14th_cylon@lemmy.zip 6 hours ago
there is not much wifi access points that are not routers at the same time and i doubt that said regulation would make such a minor a distinction.
unfortunately we can only guess, because only official document i have found is as vague as the news reports.
www.fcc.gov/supplychain/coveredlist
Routers^ produced in a foreign country, except routers which have been granted a Conditional Approval by DoW or DHS.
RememberTheApollo_@lemmy.world 6 hours ago
Force consumers into US made, AI-laden, crappy hardware full of backdoors for the regime.
gibmiser@lemmy.world 9 hours ago
Conditional approvals - it’s a bribe scheme. Companies can ask for exceptions. Sure they wouldn’t Grease any palms…
SleeplessCityLights@programming.dev 20 minutes ago
They bulit the bribe into the law: “Producers of consumer-grade routers that receive Conditional Approval from DoW or DHS can continue to receive FCC equipment authorizations. Interested applicants are encouraged to submit applications to conditional-approvals@fcc.gov.”
homes@piefed.world 9 hours ago
WHAT
Valmond@lemmy.dbzer0.com 1 hour ago
Landom of free!
Zwuzelmaus@feddit.org 8 hours ago
Outsourcing of maufactoring work is forbidden now? LOL
floofloof@lemmy.ca 8 hours ago
It’s that, and also an invitation to bribery, and also a demand for surveillance backdoors.
REDACTED@infosec.pub 6 hours ago
Isn’t Mikrotik commonly used for servers?

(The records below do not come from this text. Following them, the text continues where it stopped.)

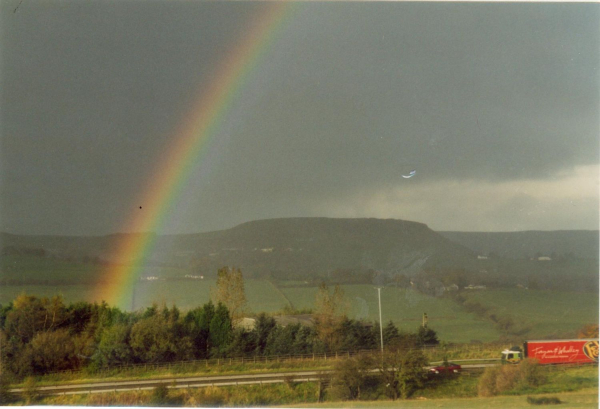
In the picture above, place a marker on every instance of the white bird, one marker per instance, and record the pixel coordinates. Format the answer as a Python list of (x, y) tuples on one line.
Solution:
[(410, 174)]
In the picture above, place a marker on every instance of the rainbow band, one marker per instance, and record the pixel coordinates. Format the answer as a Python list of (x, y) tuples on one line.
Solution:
[(201, 124)]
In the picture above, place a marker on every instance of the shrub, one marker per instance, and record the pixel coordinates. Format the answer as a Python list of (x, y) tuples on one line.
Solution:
[(530, 373), (5, 396), (349, 377), (553, 400), (160, 395), (30, 391), (486, 386), (497, 380), (211, 396)]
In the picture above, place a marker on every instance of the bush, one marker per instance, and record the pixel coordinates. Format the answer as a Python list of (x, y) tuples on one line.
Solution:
[(160, 395), (486, 386), (5, 396), (496, 380), (30, 391), (553, 400), (211, 396), (531, 373), (350, 376)]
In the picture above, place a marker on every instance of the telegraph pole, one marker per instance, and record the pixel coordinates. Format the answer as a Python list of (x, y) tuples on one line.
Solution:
[(380, 322)]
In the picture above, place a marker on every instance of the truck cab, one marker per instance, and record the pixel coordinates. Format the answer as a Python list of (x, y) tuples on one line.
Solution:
[(512, 356)]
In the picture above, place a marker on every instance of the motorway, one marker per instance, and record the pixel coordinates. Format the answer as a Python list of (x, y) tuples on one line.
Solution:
[(198, 382)]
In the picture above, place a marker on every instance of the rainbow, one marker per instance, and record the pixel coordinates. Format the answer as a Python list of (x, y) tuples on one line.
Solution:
[(189, 146)]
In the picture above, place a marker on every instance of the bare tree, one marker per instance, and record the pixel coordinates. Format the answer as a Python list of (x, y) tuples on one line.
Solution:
[(330, 311), (230, 292)]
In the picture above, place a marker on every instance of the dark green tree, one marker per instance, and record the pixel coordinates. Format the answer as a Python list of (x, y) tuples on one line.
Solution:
[(427, 336), (220, 333), (263, 327)]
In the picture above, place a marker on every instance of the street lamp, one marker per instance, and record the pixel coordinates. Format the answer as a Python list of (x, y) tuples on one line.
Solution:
[(380, 321)]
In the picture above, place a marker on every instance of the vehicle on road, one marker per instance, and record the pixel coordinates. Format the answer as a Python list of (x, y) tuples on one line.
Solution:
[(445, 369), (556, 351)]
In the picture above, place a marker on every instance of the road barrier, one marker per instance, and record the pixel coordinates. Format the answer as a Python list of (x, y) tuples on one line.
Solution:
[(430, 351)]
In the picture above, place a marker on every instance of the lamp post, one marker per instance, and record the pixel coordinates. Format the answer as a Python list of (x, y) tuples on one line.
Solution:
[(380, 321)]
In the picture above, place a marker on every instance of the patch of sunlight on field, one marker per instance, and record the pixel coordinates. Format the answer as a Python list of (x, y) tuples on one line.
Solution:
[(571, 400), (405, 308), (547, 312), (185, 294), (71, 293)]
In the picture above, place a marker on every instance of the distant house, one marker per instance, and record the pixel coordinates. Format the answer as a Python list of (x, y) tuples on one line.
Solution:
[(304, 319), (246, 323), (475, 287)]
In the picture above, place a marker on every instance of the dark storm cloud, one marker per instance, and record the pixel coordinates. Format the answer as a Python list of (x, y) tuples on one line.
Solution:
[(350, 97)]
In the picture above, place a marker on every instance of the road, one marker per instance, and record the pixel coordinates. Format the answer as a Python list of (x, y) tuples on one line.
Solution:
[(197, 382)]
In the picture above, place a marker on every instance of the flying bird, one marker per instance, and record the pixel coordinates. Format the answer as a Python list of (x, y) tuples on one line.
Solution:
[(410, 174)]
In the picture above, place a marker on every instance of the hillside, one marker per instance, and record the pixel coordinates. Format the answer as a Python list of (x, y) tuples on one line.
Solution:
[(299, 246), (344, 250), (526, 244)]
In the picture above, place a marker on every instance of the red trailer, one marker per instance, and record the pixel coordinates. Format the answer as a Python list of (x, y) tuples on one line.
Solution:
[(559, 351)]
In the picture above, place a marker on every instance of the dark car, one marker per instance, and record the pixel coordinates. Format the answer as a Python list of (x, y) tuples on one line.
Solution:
[(449, 369)]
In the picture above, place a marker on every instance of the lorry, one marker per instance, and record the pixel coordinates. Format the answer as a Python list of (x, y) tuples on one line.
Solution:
[(556, 351)]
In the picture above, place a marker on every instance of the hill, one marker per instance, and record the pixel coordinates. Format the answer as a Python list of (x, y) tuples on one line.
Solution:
[(300, 246), (527, 244)]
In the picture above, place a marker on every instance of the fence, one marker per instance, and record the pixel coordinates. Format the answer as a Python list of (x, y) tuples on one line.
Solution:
[(432, 353)]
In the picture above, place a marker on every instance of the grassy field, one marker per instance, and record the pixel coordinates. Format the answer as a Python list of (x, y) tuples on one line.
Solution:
[(29, 268), (546, 312), (405, 308), (261, 294), (575, 387), (581, 399)]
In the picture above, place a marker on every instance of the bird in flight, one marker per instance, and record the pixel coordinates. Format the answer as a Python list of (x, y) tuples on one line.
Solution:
[(410, 174)]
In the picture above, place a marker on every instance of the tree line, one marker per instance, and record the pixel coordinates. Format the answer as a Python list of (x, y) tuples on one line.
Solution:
[(42, 335)]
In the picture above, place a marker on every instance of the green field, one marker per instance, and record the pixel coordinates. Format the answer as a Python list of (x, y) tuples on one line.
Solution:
[(186, 294), (40, 269), (547, 312), (405, 308), (582, 399)]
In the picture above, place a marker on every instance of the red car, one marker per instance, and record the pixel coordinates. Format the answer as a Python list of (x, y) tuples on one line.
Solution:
[(452, 368)]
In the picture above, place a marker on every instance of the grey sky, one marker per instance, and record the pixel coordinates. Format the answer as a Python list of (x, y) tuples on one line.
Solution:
[(495, 105)]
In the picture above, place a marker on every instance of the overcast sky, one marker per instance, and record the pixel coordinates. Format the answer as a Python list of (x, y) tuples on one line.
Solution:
[(496, 107)]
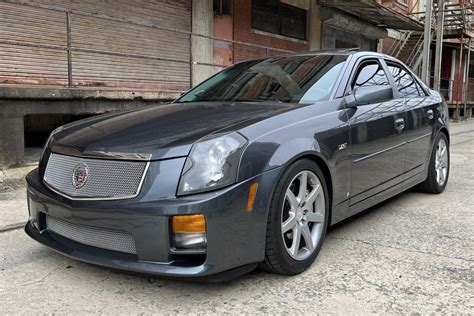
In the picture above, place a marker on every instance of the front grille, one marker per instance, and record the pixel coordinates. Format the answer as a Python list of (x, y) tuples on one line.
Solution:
[(105, 179), (91, 236)]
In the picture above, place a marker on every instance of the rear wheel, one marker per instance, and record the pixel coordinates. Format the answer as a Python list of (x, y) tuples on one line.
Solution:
[(297, 219), (438, 169)]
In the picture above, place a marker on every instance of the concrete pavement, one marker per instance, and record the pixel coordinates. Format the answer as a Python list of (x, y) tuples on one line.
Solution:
[(411, 254)]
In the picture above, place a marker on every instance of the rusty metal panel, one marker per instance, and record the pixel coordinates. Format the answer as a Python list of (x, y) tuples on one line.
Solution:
[(32, 45), (123, 44), (96, 69), (173, 14)]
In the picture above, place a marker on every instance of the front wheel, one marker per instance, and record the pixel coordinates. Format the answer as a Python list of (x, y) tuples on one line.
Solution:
[(438, 169), (297, 220)]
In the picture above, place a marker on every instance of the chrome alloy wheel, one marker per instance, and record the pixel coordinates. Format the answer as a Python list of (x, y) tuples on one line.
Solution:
[(441, 162), (303, 215)]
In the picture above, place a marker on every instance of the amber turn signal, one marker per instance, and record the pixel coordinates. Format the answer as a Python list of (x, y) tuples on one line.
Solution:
[(195, 223), (252, 194)]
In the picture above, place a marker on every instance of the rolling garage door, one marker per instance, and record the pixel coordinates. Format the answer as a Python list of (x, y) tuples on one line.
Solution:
[(117, 44)]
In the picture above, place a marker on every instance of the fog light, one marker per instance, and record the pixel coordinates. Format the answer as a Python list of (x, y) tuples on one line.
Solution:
[(188, 241), (189, 232)]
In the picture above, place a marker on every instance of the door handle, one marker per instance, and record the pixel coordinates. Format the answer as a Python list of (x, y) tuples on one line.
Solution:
[(430, 114), (400, 124)]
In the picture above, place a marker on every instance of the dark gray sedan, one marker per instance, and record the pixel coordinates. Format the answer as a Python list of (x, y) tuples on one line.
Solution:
[(248, 168)]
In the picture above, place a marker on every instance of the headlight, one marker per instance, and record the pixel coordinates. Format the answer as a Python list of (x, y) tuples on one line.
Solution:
[(212, 164)]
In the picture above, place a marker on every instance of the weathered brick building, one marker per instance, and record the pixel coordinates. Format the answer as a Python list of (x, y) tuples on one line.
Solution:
[(61, 59)]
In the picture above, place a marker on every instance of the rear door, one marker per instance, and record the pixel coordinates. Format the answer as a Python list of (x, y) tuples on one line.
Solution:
[(378, 143), (420, 114)]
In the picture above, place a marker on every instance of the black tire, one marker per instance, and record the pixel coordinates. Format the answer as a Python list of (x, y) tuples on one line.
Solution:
[(277, 258), (431, 185)]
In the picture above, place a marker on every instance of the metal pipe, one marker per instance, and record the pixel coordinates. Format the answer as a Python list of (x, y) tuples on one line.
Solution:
[(425, 74), (69, 49), (439, 46), (466, 77)]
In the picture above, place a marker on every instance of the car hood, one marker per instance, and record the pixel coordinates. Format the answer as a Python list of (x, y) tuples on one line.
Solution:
[(161, 131)]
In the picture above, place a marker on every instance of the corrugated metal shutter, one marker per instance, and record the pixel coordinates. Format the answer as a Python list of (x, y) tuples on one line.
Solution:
[(25, 35), (114, 43)]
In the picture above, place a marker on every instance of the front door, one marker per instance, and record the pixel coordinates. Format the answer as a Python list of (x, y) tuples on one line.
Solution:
[(378, 144)]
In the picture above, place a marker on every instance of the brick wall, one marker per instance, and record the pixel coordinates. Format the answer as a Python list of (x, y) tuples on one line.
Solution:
[(243, 33), (399, 6)]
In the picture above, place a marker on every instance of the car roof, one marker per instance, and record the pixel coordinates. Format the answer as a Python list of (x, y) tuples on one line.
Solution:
[(352, 51)]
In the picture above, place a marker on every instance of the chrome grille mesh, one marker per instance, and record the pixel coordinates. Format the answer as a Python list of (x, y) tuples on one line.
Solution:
[(107, 179), (91, 236)]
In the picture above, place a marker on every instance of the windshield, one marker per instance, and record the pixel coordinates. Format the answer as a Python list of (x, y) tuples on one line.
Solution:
[(284, 79)]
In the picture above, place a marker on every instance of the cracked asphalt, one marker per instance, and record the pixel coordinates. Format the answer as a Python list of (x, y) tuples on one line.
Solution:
[(411, 254)]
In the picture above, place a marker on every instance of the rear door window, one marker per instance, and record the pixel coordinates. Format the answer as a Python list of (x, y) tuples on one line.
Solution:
[(370, 73), (406, 85)]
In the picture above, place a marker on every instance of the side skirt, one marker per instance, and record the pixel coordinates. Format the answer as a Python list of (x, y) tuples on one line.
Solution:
[(376, 198)]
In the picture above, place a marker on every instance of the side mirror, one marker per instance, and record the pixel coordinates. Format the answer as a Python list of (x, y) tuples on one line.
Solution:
[(369, 95)]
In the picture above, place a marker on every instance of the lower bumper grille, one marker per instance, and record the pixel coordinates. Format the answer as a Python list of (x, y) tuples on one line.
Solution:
[(91, 236)]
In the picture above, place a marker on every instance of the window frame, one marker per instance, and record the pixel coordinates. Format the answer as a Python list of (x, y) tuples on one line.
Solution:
[(355, 71), (280, 33), (413, 76)]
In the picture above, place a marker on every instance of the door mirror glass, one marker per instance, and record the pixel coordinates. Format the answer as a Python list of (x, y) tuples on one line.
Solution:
[(369, 95)]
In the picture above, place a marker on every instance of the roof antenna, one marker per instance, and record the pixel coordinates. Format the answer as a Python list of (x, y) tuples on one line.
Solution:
[(352, 49)]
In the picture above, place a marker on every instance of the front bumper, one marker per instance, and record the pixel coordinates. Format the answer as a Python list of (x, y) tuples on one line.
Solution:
[(235, 237)]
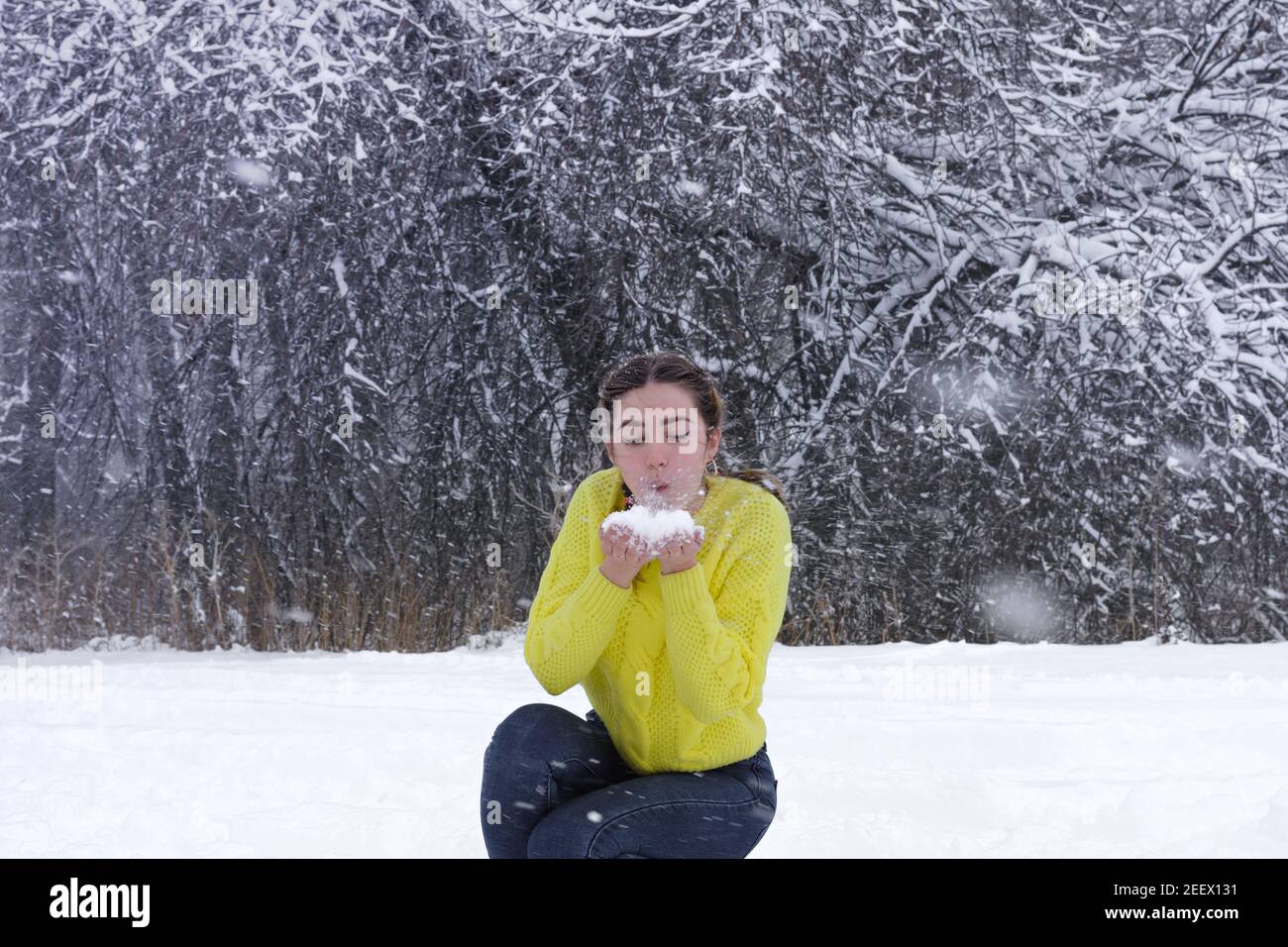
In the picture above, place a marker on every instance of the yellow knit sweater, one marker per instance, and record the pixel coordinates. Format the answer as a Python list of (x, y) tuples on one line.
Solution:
[(675, 664)]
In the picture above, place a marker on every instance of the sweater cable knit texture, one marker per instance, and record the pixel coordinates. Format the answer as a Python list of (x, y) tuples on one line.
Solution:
[(675, 664)]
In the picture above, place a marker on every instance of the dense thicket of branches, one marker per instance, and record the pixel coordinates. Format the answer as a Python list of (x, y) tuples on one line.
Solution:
[(459, 214)]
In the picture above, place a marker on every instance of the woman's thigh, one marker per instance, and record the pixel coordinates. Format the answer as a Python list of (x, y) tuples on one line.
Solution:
[(541, 757), (716, 813)]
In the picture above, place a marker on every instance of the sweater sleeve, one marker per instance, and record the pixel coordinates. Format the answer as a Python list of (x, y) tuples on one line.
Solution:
[(719, 648), (575, 612)]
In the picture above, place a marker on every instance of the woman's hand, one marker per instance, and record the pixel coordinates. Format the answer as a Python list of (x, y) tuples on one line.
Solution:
[(682, 552), (625, 554)]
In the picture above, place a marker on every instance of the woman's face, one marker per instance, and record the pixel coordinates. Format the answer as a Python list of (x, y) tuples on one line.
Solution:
[(661, 445)]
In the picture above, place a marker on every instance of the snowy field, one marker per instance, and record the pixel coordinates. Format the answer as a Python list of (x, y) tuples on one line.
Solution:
[(901, 750)]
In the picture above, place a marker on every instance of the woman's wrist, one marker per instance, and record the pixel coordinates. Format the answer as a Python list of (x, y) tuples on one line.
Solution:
[(613, 577)]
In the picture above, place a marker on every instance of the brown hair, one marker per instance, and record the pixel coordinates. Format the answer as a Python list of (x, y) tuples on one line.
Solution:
[(671, 368)]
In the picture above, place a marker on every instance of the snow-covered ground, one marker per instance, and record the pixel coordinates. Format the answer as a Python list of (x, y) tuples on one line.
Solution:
[(1129, 750)]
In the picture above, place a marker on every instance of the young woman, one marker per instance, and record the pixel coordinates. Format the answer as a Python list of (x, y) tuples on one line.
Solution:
[(670, 648)]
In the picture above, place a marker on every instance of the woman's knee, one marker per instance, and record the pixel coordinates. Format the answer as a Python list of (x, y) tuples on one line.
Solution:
[(524, 727)]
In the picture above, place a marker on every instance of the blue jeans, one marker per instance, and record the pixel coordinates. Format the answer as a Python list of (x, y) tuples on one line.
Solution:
[(554, 787)]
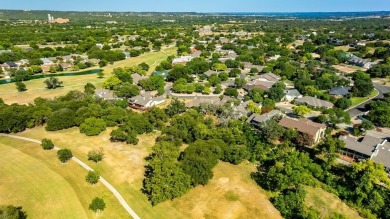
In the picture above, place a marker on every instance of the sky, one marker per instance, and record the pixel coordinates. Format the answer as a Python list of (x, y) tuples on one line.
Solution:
[(200, 5)]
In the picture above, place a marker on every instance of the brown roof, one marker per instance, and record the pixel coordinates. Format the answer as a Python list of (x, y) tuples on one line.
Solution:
[(302, 125)]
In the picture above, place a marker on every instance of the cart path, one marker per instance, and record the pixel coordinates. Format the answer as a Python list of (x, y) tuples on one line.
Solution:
[(85, 166)]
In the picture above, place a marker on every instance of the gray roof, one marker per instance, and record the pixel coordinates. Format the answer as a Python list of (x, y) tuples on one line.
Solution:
[(256, 119), (339, 91), (136, 78), (293, 92), (382, 154), (314, 102)]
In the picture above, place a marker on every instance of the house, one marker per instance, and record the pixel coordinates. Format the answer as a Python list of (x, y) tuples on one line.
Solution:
[(182, 60), (340, 91), (257, 119), (372, 146), (163, 74), (303, 125), (145, 101), (291, 94), (137, 78), (106, 94), (314, 102)]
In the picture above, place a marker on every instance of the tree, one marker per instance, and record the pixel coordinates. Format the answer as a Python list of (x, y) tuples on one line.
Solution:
[(47, 144), (97, 205), (12, 212), (64, 155), (96, 155), (89, 88), (301, 110), (93, 126), (175, 107), (100, 74), (92, 177), (111, 82), (20, 86), (343, 103), (362, 84), (231, 92), (126, 90), (53, 83), (61, 119)]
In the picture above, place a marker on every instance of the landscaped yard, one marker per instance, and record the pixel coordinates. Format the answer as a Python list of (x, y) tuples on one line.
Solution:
[(230, 194), (36, 88), (358, 100), (326, 204), (36, 180)]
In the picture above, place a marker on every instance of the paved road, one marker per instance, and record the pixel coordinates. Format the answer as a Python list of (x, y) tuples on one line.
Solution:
[(85, 166), (359, 109)]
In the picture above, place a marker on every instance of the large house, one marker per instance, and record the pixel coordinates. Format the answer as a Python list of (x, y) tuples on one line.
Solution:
[(145, 101), (314, 102), (303, 125), (373, 146)]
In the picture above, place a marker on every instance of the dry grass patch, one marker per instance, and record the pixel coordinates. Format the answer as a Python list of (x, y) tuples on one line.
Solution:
[(327, 203)]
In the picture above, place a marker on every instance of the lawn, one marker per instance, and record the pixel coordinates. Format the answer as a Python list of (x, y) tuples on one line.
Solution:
[(36, 88), (358, 100), (230, 194), (45, 188), (327, 203)]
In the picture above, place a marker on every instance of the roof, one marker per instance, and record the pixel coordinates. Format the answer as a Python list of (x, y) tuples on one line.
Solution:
[(340, 91), (293, 93), (257, 118), (105, 94), (314, 102), (302, 125), (382, 154), (137, 77)]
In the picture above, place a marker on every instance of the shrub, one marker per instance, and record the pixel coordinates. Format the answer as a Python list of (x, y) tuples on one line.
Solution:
[(92, 177), (96, 155), (93, 126), (47, 144), (64, 155)]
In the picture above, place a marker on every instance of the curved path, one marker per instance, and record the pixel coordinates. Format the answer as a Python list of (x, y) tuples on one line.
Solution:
[(85, 166)]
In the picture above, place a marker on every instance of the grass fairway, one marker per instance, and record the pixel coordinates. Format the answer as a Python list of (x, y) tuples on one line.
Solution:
[(230, 194), (36, 87), (35, 179), (327, 203)]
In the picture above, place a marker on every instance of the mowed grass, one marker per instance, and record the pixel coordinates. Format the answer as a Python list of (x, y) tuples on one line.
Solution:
[(47, 188), (327, 203), (230, 194), (358, 100), (27, 182), (36, 88)]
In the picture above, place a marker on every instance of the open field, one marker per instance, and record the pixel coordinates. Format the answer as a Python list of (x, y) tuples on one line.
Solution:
[(327, 203), (56, 190), (36, 88), (230, 194), (358, 100)]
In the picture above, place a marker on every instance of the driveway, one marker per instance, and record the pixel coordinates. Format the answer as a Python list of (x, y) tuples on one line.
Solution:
[(360, 109)]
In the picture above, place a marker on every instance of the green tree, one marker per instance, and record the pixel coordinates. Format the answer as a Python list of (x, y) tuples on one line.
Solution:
[(47, 144), (97, 205), (53, 83), (96, 155), (301, 110), (89, 88), (92, 177), (93, 126), (20, 86), (64, 155)]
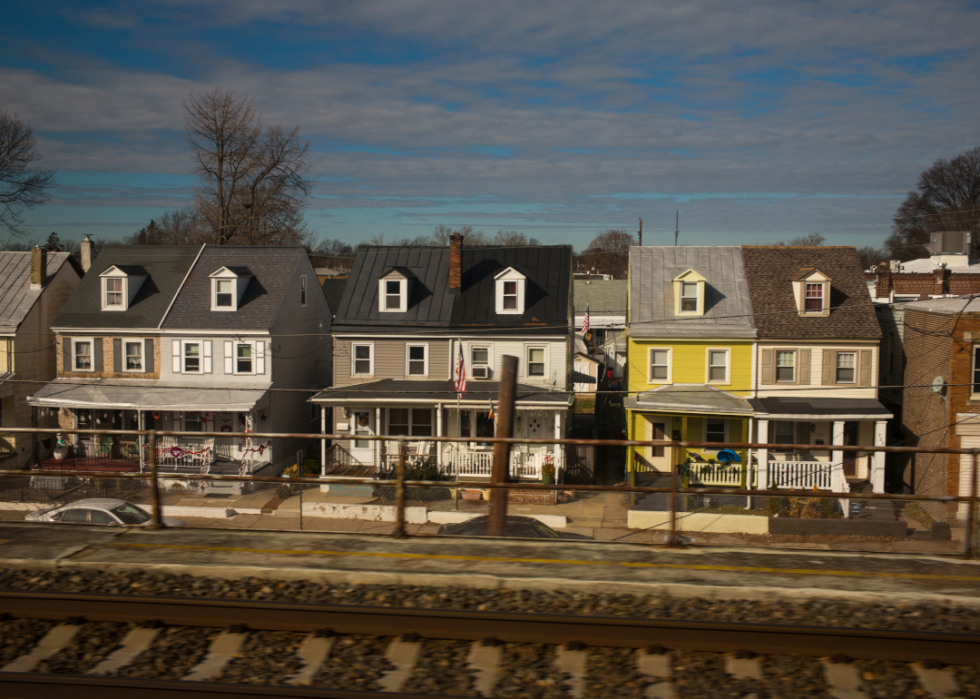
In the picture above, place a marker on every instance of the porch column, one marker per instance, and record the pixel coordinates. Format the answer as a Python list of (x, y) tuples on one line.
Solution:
[(878, 459), (323, 442), (762, 436), (837, 457)]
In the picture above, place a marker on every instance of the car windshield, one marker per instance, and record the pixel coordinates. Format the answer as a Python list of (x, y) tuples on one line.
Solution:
[(130, 514)]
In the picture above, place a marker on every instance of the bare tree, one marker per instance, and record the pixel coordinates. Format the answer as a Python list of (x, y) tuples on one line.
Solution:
[(253, 177), (946, 198), (23, 185)]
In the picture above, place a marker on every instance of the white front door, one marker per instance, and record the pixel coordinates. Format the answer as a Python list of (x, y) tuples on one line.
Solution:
[(362, 425)]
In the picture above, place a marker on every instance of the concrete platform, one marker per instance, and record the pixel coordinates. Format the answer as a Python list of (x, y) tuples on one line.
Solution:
[(489, 563)]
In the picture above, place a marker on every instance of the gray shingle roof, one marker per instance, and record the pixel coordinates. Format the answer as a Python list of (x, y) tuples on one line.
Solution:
[(727, 310), (272, 269), (165, 267), (430, 304), (16, 297)]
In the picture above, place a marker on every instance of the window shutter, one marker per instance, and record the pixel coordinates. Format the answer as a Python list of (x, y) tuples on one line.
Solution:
[(865, 368), (803, 373), (766, 367)]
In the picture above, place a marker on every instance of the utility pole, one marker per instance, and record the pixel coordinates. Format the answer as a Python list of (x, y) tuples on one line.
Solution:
[(504, 427)]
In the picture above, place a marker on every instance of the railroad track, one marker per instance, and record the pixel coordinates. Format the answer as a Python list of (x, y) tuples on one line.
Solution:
[(93, 643)]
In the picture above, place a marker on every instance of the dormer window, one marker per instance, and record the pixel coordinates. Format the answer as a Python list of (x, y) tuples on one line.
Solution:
[(812, 293), (689, 294), (228, 286), (510, 291)]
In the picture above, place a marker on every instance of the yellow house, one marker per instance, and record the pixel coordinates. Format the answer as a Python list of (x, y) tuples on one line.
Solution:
[(691, 343)]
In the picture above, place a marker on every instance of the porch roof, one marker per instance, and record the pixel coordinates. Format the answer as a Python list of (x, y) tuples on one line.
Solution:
[(803, 408), (690, 398), (67, 393), (477, 393)]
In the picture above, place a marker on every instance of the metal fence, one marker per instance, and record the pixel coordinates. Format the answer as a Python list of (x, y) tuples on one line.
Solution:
[(408, 495)]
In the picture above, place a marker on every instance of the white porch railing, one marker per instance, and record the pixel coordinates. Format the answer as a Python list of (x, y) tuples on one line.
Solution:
[(801, 475)]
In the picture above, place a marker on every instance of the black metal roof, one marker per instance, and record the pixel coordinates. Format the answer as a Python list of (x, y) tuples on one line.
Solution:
[(165, 267), (431, 304)]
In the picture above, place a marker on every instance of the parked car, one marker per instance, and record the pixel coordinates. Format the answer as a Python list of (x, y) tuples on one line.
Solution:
[(514, 526), (107, 511)]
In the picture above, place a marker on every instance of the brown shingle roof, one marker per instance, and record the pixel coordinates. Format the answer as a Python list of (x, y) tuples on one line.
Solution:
[(771, 271)]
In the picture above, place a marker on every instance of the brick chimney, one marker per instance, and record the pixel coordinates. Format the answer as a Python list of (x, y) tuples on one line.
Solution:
[(455, 263), (883, 281), (86, 254), (39, 268)]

Or is that just Europe?
SleeplessCityLights@programming.dev 31 minutes ago
I worked for an MSP that sold those products for all use cases. The Mikrotik home routers(with wifi) are the best you can buy, if you can figure them out. Most people run at least one Ubquity ap to get higher band radio coverage for their homes.
f3nyx@lemmy.ml 6 hours ago
Anecdotally, I haven’t run into a single Mikrotik deployment since university.
GreenKnight23@lemmy.world 6 hours ago
glad a built my own last year.
echodot@feddit.uk 3 minutes ago
Does the US really make their own routers pretty much all electronics come from the China.
I suspect what’s going to happen is that the components will come from China and then some white label manufacturer will just put them together in the US, therefore they were “made” in the US so are okay. But it’ll be literally the same chips and circuit board and firmware as before.